LUPA

Lupa..
Untukmu yang melarangku mengingat. Aku senantiasa hadir dalam bayangmu, namun tak kunanti, aku masih mengingat harum mu, namun tak dapat kusentuh dirimu bahkan dengan rindu sekalipun.

Malam itu hujan tak kunjung berhenti, namun aku tetap pergi, pergi dari apa yang kau sebut kita, pergi menuju senja, mengikuti alur yang tak teratur, berselimut dalam kemelut, karena belum lama kita sirna.

Terbawa oleh yang mereka bilang rasa, menghancurkan logika, dan menguburnya hanya untuk tawa.

Aku tak sendiri, tak pernah sendiri, hanya saja aku tercerai berai, menyatukan aku yang tak pernah mudah menjadi tuju, tuju yang tenggelam terlalu dalam di dasar kalbu.



Terima kasih untuk lupa, karena lupa menyembuhkan ingatan yang sakit, selama lupa sadar dimana ia di tempatkan.

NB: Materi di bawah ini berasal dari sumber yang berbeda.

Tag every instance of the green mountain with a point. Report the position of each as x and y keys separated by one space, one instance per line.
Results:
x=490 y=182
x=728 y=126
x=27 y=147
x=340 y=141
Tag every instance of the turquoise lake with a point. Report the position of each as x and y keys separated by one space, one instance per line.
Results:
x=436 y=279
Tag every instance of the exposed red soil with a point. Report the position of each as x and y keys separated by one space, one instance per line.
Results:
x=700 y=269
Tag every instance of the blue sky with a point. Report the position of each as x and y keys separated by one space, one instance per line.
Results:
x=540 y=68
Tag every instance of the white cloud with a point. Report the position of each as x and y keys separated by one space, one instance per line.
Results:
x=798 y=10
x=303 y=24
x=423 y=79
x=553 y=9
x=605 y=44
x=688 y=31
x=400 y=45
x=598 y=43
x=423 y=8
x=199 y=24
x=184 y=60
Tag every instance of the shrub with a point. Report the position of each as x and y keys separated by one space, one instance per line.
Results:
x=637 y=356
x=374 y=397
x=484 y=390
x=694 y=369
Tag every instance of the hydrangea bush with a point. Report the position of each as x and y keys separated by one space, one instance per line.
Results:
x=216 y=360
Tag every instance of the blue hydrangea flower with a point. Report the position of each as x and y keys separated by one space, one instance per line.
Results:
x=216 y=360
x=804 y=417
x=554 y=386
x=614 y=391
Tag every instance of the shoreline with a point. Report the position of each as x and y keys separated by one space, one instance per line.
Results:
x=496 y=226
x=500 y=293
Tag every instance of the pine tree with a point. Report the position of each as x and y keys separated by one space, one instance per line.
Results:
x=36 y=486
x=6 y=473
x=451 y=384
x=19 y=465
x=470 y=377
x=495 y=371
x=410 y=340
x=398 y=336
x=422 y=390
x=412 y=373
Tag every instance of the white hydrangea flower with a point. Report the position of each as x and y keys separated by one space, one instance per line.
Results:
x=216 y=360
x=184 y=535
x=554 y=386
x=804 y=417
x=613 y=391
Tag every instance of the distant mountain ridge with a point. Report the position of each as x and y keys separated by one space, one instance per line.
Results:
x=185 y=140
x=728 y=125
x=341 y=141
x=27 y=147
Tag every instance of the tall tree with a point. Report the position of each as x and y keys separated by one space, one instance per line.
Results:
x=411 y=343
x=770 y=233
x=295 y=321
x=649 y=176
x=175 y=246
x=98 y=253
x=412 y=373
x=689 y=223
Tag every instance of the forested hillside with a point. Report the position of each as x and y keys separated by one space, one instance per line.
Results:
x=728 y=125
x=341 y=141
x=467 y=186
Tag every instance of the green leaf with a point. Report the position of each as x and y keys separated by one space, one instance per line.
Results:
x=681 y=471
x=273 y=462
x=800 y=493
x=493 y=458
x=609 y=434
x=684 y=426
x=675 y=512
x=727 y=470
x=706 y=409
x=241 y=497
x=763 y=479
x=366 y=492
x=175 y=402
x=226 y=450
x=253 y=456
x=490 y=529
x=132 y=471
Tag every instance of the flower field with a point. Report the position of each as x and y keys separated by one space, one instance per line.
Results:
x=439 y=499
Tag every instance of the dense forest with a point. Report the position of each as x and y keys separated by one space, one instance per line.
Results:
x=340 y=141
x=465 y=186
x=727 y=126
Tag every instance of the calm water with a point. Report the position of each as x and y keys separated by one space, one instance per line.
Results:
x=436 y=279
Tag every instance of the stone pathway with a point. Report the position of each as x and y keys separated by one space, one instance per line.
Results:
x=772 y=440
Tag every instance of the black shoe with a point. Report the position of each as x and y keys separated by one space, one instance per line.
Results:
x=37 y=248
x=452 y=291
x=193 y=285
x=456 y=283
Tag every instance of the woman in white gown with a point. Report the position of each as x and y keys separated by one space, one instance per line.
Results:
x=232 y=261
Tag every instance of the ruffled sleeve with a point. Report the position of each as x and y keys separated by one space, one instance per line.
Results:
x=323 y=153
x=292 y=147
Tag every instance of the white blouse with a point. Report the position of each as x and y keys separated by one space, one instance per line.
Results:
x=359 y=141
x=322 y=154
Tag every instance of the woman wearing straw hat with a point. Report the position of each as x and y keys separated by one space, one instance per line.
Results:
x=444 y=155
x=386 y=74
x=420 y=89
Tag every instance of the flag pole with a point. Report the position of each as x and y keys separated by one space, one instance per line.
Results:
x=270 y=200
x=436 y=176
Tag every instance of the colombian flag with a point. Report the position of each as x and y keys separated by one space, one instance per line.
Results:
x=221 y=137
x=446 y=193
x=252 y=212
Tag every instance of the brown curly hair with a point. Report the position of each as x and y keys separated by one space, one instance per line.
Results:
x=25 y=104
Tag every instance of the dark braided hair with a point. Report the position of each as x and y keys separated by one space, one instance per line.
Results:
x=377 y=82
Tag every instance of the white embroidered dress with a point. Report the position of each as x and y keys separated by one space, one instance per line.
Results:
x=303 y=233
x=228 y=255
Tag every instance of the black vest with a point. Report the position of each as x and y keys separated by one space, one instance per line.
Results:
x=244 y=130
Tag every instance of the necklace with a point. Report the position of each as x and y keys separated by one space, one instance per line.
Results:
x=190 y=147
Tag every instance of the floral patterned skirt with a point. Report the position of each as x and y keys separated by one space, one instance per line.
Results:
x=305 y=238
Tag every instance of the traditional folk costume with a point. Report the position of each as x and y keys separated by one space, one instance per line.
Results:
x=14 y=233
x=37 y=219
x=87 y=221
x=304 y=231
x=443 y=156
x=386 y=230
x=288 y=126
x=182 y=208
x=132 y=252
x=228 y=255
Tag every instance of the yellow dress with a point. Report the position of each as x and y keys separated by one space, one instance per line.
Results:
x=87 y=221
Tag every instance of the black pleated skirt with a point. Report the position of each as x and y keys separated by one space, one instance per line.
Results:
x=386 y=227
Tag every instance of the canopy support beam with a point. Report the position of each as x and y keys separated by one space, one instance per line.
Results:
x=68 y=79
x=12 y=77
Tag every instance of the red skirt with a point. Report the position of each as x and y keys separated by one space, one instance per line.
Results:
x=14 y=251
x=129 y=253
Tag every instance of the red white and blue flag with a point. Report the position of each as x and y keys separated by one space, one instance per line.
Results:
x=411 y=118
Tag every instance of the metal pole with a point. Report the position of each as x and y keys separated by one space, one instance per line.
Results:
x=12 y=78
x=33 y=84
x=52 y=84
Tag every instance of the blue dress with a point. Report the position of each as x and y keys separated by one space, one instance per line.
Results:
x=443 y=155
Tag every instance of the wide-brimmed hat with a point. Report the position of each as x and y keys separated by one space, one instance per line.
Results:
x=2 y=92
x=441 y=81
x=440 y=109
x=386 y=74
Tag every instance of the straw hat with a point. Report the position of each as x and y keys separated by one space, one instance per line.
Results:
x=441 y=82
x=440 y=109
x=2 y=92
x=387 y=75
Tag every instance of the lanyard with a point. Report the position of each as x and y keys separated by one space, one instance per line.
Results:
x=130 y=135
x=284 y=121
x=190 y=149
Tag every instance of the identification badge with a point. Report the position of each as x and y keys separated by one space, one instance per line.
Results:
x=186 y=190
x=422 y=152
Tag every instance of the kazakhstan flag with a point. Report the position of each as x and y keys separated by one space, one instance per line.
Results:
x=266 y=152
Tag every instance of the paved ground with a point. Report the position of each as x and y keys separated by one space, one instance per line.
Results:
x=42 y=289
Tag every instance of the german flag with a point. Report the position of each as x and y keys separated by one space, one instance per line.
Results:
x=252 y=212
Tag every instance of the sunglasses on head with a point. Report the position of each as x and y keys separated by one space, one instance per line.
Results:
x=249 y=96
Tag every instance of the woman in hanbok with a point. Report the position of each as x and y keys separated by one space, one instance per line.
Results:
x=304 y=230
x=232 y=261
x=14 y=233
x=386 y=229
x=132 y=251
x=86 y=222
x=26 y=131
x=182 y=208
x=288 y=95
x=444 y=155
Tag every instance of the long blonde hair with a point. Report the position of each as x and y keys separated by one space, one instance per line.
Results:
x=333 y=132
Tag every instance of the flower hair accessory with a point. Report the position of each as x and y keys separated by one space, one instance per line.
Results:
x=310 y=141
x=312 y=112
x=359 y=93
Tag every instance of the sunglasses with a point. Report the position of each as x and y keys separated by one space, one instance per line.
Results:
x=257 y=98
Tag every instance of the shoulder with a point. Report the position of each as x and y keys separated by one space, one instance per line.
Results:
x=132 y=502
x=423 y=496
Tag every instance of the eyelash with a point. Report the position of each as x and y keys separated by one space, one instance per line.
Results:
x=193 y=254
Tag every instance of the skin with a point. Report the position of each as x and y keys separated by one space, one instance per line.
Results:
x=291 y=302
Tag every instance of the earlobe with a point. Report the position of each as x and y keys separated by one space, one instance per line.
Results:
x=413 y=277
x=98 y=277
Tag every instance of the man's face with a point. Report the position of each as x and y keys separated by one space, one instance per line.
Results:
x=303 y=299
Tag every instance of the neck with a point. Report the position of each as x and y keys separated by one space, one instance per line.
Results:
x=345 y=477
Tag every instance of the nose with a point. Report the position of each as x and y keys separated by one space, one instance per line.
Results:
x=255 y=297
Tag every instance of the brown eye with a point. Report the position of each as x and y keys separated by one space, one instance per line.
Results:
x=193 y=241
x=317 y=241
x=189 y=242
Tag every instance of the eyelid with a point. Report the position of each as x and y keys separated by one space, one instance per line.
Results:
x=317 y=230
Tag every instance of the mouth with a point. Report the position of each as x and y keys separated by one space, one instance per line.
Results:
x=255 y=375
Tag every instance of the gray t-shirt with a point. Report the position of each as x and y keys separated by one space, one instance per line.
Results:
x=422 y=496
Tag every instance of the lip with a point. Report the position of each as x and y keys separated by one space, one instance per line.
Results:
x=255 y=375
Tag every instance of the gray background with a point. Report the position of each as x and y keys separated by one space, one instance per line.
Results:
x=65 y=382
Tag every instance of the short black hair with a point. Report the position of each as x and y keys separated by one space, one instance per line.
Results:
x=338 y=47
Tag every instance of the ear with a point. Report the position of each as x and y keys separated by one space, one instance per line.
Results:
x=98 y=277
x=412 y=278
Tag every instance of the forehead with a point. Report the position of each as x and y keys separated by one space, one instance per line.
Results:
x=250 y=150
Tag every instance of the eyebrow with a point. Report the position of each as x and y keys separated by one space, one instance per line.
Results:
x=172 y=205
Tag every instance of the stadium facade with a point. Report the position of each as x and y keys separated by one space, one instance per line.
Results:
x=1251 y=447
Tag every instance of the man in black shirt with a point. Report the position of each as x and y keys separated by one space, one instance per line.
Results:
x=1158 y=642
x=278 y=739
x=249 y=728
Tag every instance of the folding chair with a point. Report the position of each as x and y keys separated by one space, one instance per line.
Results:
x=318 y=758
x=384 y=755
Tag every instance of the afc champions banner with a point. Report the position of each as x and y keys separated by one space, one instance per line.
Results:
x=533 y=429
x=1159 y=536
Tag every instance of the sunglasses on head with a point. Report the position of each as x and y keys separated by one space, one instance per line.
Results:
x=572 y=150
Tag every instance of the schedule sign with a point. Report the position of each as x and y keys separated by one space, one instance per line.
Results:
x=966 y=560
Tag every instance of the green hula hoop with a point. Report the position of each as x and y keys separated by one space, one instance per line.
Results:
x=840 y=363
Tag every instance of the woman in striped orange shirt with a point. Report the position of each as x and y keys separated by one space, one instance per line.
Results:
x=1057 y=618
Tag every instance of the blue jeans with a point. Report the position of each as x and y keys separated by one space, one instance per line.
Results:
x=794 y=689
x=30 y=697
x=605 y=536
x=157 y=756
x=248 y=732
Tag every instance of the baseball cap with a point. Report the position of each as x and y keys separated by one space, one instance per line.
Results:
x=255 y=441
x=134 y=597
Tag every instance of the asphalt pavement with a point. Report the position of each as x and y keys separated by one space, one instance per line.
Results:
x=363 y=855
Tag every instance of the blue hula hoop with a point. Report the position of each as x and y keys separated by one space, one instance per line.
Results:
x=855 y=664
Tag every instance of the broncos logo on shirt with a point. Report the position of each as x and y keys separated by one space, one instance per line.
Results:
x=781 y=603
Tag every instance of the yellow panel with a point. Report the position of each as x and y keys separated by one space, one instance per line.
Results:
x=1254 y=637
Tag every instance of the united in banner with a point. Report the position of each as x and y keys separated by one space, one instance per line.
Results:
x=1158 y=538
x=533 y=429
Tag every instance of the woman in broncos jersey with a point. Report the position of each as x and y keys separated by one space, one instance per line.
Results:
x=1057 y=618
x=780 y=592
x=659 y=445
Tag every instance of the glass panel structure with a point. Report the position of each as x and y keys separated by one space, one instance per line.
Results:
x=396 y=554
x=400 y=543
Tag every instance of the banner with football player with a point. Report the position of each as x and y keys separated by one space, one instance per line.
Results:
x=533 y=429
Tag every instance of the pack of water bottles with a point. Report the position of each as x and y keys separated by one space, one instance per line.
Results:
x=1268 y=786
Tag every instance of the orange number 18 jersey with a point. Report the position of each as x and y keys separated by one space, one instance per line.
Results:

Selama ingatan bisa di ajak berunding.

Dua cangkir kopi begitu saja kosong selama beberapa saat kuhabiskan waktuku dalam hening di bangku reot itu, sebungkus rokok sirna, aku menatap buku di sampingku sambil sesekali membuka halaman yang secara acak kubaca, dengan harap huruf-huruf itu mampu hinggap mengganti sel-sel ku yang mungkin rusak karena derasnya asap.

sesekali ku berdoa, aku yang tercerai berai tidak terlalu lama nyasar di luar sana.